Cela parait étrange de dire cela après avoir parlé des leviers utilisés par l'industrie pharmaceutique mais j'ai une bonne raison. La maladie occasionne systématiquement la peur de la mort. Le médicament représente la prise en charge de la société pour soulager chacun de cette peur. Pourtant, nous allons tous mourir, tous, sans exception. 

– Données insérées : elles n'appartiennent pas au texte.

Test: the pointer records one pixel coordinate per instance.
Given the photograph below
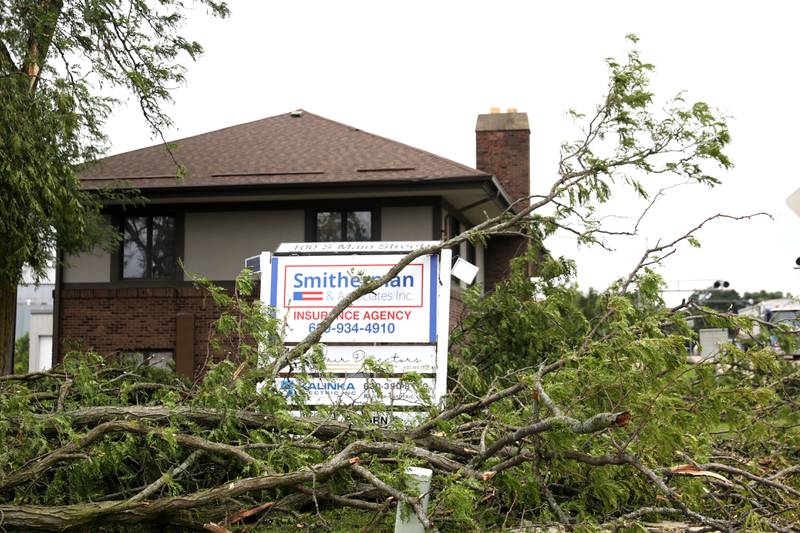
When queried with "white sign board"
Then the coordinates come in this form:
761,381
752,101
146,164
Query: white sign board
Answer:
360,247
305,289
403,325
355,391
400,359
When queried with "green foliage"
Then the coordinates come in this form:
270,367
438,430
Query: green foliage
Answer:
22,353
561,406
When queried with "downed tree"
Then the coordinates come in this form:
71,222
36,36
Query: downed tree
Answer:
556,415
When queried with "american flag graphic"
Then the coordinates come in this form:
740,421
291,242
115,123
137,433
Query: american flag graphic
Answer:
307,296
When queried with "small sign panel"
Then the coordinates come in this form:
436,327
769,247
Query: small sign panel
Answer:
355,391
305,289
794,202
400,359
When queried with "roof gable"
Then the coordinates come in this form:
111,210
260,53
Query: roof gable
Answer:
292,148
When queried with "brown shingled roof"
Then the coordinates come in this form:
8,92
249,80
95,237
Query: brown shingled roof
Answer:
293,148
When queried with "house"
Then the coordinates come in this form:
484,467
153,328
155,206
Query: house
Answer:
289,178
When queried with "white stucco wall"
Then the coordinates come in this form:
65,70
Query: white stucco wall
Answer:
91,267
413,223
217,243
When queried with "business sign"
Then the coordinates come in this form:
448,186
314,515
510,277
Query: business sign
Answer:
355,391
402,326
357,247
794,202
306,288
351,359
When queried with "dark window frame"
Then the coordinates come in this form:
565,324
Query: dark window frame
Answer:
119,261
311,221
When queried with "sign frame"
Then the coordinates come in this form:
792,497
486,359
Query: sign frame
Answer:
441,311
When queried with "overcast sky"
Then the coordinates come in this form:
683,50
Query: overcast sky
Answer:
420,73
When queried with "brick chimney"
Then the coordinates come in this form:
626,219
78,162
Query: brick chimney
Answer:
503,148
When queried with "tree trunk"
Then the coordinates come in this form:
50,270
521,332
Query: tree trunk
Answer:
8,311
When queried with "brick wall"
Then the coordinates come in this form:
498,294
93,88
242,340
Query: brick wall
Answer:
502,148
506,154
109,320
499,253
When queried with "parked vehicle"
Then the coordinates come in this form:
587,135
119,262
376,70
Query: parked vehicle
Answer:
780,311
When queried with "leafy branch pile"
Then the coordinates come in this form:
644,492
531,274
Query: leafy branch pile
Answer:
555,416
602,423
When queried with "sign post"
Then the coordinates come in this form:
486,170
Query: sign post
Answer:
403,325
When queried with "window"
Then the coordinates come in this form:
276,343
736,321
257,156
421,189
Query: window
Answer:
148,247
333,226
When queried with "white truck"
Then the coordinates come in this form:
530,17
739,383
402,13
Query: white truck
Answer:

Nous ne vivons plus pour construire notre vie en affrontant et en acceptant la fatalité de la mort.

Nous sommes devenus des morts vivants. 

Avez-vous remarqué quelque chose ?

Pendant que nous nous terrons chez nous ou que nous pleurons pour avoir l'autorisation d'aller boire un coup au bistrot du coin, tous les dirigeants du monde se sont mis d'accord sur les mêmes mesures prises en même temps. D'habitude, ils sont si prompts à s'entredéchirer par médias interposés voire par armées interposées. Là ? Non. Ils sont tous tombés d'accord pour entraver leurs populations. En même temps. Pour un virus qui a tué 0,06% de la population...

Pendant que les gens de gauche, de droite, du centre et des extrêmes s'entredéchirent, eux, ceux qui savent mieux que les autres, ont formé une sorte de pouvoir mondial qui a pris la même direction, en même temps, j'insiste, avec les mêmes mesures en outrepassant leurs bords politiques si tant est que ces bords existent vraiment dans leurs esprits.

Je dois probablement être complotiste mais j'ai beau chercher un moment dans l'histoire où c'est arrivé, je n'en connais pas.

Alors oui, j'ose affirmer que le (la) covid 19 est un prétexte sur lequel beaucoup ont sauté pour mettre en place un pouvoir mondial que la technologie actuelle a les moyens de maintenir en place.

Et tout cela au nom de votre bien.

Si vous voulez mon avis, ou pas d'ailleurs, nous n'en sommes qu'au début.